I don't think this is a sign of the rumored "singularity," the point at which human and machine intelligence supposedly meld into a shimmering synthesis of silicon masturbation fantasies. Rather it's just another demonstration of the diminishing returns of technology -- or how thinking you're so smart actually makes you stupider. Surely we are a stupider nation politically than we were before the age of texting, drones, and high frequency trading.


I have no predictions about what exact effects the so-called Sequester might bring about when its dreaded hammer rings down on Friday. But something that works as a bitch-slap upside this nation's tattooed head is apt to be salutary, if only to demonstrate to the apathetic masses and its grifter leaders that anything which can't go on forever, eventually won't.


What disturbs me, a non-right-winger politically, is that the US government should not try to replace a functioning real economy of volitional exchanges, especially if necessity compels that economy to change. That is what our government has been attempting by stealthy increments for decades and now with reckless abandon in the new era of a permanent contraction that no political figure can fathom. Lately, this trend has been ramped up under the wishful hypothesis that some magical new technology or financial "secret sauce," will eventually bring back a return to the nirvana of techno-industrial boom times, if only we can be "smart" enough. The wishing is evident in such con-jobs as the shale gas bubble ("We'll soon be energy independent") and the idea that a few new Apple fabrication factories, staffed largely by robots, will save the remnant American blue collar class from their fate as tattooed convenience store layabouts.

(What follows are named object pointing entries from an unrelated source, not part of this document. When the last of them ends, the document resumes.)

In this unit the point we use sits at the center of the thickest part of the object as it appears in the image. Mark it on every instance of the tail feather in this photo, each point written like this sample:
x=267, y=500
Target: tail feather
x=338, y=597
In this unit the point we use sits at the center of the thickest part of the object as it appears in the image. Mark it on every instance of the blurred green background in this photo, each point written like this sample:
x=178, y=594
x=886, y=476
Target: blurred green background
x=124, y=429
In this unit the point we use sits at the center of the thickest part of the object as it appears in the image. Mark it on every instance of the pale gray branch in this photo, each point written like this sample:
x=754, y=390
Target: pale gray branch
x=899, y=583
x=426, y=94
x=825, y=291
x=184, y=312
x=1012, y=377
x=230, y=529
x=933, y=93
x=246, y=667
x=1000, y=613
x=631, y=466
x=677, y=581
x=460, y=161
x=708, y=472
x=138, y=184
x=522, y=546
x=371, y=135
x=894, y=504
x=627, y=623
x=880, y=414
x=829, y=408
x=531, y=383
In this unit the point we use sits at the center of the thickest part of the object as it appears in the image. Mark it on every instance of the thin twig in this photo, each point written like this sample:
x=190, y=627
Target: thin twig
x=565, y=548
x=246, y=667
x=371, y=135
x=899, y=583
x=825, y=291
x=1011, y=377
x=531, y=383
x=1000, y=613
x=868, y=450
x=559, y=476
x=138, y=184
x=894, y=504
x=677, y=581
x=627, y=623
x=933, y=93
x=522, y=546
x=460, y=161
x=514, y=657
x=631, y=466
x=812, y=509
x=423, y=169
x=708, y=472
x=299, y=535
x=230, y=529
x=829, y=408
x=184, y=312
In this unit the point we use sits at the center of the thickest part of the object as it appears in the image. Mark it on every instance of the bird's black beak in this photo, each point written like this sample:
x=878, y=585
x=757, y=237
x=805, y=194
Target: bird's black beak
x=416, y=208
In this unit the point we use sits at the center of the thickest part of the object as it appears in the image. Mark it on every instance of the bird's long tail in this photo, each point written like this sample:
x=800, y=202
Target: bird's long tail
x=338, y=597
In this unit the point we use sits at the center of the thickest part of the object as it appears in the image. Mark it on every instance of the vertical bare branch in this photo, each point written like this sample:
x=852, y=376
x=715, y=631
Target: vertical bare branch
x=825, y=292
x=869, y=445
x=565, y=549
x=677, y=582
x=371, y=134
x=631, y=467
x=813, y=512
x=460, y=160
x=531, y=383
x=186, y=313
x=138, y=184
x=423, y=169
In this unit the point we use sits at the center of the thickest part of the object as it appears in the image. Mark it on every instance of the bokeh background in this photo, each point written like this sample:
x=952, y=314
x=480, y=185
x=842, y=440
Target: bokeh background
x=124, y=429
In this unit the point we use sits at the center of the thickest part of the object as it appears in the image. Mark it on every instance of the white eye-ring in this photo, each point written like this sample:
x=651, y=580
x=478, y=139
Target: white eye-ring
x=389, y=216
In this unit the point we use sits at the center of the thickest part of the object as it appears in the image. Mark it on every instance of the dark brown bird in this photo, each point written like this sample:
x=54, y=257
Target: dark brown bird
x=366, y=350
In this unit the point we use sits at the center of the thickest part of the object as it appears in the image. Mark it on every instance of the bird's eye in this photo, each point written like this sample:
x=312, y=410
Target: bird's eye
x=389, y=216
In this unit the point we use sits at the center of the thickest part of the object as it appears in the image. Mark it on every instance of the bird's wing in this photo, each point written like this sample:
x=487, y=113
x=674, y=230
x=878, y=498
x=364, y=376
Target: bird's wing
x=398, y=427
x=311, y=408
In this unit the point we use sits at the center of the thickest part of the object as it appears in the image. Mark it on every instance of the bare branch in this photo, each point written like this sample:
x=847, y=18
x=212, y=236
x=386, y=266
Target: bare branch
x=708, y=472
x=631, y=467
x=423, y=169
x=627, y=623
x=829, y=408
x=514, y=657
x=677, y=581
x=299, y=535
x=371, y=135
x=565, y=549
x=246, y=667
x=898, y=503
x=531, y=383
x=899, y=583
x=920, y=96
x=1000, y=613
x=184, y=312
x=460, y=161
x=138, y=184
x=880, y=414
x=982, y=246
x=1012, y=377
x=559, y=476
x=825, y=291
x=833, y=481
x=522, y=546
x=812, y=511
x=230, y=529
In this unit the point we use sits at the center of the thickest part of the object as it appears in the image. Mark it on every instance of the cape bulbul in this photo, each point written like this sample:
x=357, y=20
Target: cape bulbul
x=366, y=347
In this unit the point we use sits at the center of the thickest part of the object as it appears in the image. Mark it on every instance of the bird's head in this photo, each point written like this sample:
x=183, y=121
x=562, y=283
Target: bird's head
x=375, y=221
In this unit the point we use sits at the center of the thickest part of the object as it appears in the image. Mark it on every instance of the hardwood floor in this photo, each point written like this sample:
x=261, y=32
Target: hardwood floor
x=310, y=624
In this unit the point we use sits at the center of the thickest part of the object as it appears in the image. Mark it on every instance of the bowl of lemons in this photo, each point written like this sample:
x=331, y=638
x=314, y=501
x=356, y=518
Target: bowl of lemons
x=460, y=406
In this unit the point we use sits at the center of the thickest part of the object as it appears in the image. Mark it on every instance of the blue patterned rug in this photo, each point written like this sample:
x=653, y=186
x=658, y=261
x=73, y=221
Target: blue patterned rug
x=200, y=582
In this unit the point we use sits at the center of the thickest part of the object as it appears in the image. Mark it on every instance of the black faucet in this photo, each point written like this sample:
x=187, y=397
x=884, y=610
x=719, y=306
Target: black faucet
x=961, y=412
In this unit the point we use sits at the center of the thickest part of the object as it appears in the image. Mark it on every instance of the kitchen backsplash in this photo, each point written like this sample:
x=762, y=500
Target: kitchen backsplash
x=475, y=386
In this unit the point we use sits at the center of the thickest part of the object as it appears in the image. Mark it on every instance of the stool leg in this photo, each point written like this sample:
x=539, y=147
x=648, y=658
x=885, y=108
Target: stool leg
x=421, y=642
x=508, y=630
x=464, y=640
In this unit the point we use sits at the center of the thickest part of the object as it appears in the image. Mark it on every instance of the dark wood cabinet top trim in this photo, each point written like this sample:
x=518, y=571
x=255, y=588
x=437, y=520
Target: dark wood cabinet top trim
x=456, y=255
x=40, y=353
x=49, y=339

Of course there is plenty of real work to do around the USA in transitioning to the next phase of history, but we're not interested because it might violate our narrow comfort zone. We need more people to start working at local farming. When agri-biz fails it will happen hard and fast because of its seasonal nature, and the familiar distribution networks (supermarkets) will fail with it. American political leadership won't inform its citizen-subjects about this beforehand, or shift policy supports away from their ag-industrial client-patrons. To be fair, American citizens can't see themselves working in the crop rows, either. They will choose to starve rather than do what they've seen Mexican migrants do for a couple of generations -- and they will starve, eventually, too, even with The Real Housewives of Beverly Hills playing on the flat screen in the background.

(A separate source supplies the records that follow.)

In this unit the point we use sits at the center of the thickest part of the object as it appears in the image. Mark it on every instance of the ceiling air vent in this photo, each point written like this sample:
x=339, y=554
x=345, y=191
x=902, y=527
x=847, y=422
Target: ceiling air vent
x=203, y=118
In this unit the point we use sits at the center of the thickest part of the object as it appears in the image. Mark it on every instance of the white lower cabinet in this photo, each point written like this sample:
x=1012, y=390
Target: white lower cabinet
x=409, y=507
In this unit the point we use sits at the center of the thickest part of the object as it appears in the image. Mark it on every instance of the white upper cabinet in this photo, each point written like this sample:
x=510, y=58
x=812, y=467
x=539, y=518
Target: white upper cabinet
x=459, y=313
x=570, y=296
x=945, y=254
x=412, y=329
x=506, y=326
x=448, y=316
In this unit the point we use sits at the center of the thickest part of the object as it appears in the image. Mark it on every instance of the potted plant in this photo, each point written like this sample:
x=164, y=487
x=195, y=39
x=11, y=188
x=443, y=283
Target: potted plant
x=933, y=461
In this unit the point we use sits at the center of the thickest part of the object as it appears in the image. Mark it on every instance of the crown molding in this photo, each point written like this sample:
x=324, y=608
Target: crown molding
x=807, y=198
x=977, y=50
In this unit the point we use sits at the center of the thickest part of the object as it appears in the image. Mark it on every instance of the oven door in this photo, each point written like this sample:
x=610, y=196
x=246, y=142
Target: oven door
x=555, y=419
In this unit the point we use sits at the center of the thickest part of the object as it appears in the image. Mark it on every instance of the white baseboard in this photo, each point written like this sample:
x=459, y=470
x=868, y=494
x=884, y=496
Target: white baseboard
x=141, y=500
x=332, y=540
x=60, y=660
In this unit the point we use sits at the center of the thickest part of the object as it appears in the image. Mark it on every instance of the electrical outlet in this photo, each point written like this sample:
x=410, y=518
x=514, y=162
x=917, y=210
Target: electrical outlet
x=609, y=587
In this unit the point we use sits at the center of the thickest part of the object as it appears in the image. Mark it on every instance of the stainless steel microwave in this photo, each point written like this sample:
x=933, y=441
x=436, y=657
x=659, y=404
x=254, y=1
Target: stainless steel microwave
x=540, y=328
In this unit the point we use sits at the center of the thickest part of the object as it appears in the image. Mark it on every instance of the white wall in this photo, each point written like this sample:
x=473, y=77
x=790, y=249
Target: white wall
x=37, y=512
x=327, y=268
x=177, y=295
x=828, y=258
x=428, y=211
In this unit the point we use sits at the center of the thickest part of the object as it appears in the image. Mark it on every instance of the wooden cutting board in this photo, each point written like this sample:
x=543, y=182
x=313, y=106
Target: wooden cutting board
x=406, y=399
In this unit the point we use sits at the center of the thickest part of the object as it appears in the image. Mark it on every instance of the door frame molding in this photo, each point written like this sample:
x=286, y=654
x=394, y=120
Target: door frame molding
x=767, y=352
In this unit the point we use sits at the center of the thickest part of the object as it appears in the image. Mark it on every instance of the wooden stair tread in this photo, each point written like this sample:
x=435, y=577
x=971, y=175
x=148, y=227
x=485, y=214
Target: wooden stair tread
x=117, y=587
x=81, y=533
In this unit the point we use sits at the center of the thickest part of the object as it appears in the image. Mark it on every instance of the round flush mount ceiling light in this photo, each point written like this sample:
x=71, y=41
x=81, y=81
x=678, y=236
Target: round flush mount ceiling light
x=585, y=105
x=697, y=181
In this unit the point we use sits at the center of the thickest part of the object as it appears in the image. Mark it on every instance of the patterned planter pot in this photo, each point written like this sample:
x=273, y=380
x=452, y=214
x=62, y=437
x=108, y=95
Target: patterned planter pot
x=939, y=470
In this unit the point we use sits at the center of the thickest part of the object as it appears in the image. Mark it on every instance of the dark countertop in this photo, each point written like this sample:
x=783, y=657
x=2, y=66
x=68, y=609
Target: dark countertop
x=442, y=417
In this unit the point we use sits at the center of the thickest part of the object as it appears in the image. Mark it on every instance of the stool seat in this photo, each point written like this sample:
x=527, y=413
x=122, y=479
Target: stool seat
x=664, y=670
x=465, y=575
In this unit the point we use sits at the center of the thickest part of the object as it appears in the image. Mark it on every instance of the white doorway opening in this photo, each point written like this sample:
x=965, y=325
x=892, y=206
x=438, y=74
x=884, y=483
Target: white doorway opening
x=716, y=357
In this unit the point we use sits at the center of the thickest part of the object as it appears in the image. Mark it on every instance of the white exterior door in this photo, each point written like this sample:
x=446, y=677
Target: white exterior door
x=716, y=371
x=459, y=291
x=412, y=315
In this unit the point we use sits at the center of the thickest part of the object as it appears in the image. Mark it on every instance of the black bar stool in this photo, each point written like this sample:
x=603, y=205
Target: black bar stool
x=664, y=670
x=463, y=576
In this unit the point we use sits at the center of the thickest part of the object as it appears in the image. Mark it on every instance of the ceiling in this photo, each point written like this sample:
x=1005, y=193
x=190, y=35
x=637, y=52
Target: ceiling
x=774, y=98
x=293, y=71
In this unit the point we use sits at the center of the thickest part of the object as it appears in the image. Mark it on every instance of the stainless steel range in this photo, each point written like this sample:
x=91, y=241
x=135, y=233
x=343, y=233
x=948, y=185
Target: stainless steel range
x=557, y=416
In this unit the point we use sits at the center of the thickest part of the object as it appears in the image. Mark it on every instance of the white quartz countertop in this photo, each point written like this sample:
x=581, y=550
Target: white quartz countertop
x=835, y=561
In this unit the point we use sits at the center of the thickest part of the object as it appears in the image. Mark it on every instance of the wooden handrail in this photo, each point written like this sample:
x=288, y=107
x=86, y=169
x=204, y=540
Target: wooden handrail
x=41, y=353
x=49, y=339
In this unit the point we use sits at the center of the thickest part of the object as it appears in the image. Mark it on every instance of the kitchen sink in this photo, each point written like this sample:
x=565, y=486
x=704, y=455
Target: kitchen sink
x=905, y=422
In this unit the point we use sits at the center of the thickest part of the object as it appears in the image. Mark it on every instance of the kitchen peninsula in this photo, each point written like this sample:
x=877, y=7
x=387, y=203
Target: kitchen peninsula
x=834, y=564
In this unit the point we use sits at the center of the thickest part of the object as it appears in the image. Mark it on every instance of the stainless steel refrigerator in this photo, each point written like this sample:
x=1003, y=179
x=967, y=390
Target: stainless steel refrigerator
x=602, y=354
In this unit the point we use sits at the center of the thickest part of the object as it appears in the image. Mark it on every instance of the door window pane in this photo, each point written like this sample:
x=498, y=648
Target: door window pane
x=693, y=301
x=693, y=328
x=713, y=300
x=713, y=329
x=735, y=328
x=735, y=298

If we weren't such a stupid people in thrall to our "smart" phones, we'd be rebuilding the US passenger railroad system for the day, not far off, when the grand entitlement of Happy Motoring rather suddenly vaporizes for a significant chunk of the population. The lack of interest in that project is really something to behold. Politicians who systematically "de-fund" the rail corridors, which is the case here in the Northeast, do it because they are as clueless as their constituents about what's really coming down. Rather, both the politicians and the public place their bets on "self-driving cars" powered by an as-yet-to-be announced sovereign replacement for liquid hydrocarbon fuel. The net effect of that stupidity is that your children and grandchildren will lead lives in which they rarely travel more than ten miles from home.


What also gets me about the aptly-named tele-drama House of Cards is the way all the leading politician characters are seamlessly conveyed around Washington D.C. by chauffeured limousines, even two-bit congressmen from states where people don't eat with knives and forks. Cossetted in their air-cooled back seats, they relentlessly romance their smart phones, making more trouble for themselves and for everyone in this sad-ass feckless country. What a tragic conceit for the nation of dunces we have actually made of ourselves.